Nissan Supports Reverse Graffiti Project in U.K.
Graffiti art is frequently stigmatized as something unseemly and dirty, which is quite unfortunate given the potential that the art from has to inspire others. A man by the name of Moose (we assume this is not his given name unless his parents were utter masochists) is looking to help reverse that stigma with a form of graffiti that actually produces art through cleaning.
The process, called reverse graffiti, requires a high-pressure jet washer or wire brush to clean dirt away from surfaces. Moose recently teamed with Nissan, who supplied a LEAF EV and a portable device that used its battery’s energy to power the artist’s jet washer, in order to create an intricate mural of various U.K. landmarks in the subway at Station’s Approach, Waterloo.
“I’ve been using reverse graffiti for fifteen years now – in fact I named it,” said Moose. “My whole ethos is about highlighting the amount of pollution we endure daily using a very positive harmless method that never fails to ask questions about what we accept and what we shouldn’t accept in our environment.
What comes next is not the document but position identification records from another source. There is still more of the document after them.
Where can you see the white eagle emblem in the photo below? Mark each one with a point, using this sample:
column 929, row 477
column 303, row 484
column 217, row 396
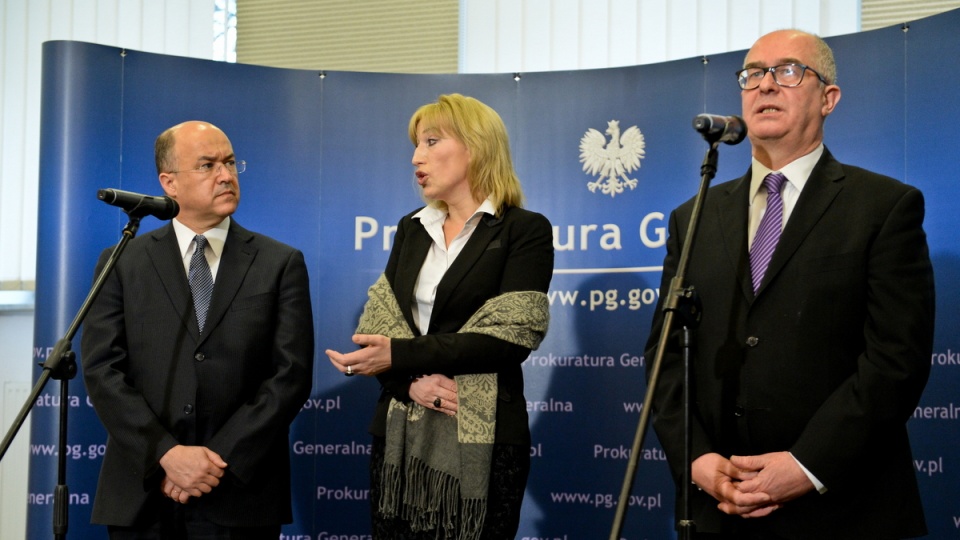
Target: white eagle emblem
column 613, row 160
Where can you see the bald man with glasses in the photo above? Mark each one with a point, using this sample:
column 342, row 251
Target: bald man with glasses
column 817, row 326
column 197, row 355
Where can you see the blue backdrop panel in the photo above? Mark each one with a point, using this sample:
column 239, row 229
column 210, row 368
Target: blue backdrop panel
column 329, row 172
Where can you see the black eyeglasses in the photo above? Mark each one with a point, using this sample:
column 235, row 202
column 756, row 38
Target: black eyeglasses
column 788, row 75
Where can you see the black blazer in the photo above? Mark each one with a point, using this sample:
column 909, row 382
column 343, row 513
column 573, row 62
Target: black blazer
column 827, row 361
column 155, row 382
column 511, row 253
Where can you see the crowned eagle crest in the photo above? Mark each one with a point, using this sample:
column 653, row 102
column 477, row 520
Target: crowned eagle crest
column 612, row 160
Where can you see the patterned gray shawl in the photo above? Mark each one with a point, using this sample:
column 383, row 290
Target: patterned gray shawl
column 437, row 467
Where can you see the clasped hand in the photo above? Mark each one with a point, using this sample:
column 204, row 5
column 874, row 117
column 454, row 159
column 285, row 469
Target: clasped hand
column 751, row 486
column 371, row 359
column 191, row 471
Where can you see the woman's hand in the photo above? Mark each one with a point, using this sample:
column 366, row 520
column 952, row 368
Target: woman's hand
column 372, row 359
column 435, row 392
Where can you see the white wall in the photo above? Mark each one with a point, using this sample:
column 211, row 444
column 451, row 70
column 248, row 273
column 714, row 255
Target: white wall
column 178, row 27
column 503, row 36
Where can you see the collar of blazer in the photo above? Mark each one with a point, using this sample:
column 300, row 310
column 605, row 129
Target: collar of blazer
column 821, row 189
column 239, row 252
column 484, row 237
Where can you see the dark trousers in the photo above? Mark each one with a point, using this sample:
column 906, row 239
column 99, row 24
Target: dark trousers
column 183, row 522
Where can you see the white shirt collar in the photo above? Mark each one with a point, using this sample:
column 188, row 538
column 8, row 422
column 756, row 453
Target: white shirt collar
column 216, row 237
column 797, row 171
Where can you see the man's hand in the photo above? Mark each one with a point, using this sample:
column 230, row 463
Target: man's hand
column 721, row 478
column 778, row 475
column 191, row 472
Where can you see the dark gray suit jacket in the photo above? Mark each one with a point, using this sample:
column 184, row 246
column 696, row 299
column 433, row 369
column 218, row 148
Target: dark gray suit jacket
column 511, row 253
column 155, row 382
column 828, row 360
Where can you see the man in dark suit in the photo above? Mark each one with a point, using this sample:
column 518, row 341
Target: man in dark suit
column 805, row 371
column 197, row 391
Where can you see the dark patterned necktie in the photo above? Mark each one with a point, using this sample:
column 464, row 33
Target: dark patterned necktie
column 201, row 280
column 768, row 234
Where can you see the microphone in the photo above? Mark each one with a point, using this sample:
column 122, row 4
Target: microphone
column 716, row 128
column 137, row 205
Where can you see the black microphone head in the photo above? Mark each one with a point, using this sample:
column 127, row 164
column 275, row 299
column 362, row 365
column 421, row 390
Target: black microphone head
column 716, row 128
column 736, row 131
column 138, row 205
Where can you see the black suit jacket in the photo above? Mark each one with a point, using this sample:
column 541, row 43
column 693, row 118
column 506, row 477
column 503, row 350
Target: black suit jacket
column 155, row 382
column 828, row 360
column 511, row 253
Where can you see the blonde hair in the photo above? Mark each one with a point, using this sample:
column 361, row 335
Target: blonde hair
column 481, row 130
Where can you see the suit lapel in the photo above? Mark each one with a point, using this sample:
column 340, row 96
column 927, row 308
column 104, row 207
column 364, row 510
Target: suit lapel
column 414, row 252
column 164, row 254
column 733, row 213
column 479, row 242
column 238, row 254
column 818, row 194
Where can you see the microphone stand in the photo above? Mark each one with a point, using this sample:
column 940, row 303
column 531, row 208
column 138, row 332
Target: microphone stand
column 61, row 365
column 681, row 301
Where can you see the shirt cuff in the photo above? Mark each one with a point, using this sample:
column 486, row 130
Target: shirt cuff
column 821, row 489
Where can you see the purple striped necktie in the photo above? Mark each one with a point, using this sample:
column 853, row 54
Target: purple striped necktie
column 768, row 234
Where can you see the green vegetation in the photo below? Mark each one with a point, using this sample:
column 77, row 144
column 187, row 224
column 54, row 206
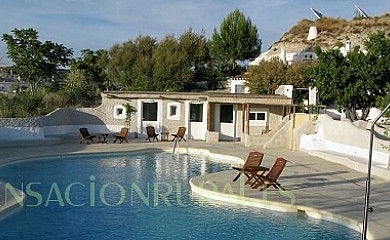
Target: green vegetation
column 236, row 41
column 143, row 64
column 357, row 81
column 266, row 77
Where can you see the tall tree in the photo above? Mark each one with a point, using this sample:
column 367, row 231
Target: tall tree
column 356, row 81
column 121, row 59
column 171, row 70
column 236, row 41
column 35, row 61
column 91, row 64
column 196, row 48
column 267, row 76
column 144, row 64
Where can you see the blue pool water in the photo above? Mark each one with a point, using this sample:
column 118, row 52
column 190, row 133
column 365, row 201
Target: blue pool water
column 127, row 196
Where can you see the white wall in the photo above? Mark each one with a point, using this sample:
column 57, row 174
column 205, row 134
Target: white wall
column 344, row 138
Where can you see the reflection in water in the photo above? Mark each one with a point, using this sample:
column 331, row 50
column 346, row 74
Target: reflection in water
column 127, row 196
For these reasons I was keen to be involved in this project.
“Electric cars and alternative fuelling systems provide the brightest future we’ve ever known in the history of the automotive industry in terms of protecting our environment,” added Moose. “It’s a pleasure to be given the opportunity to create public art in this way, and I’m very pleased with the iconic simplicity of the mural and its message.”
The mural is on display now and features Moose’s depiction of famous landmarks such as Buckingham Palace, Battersea Power Station, and The London Eye.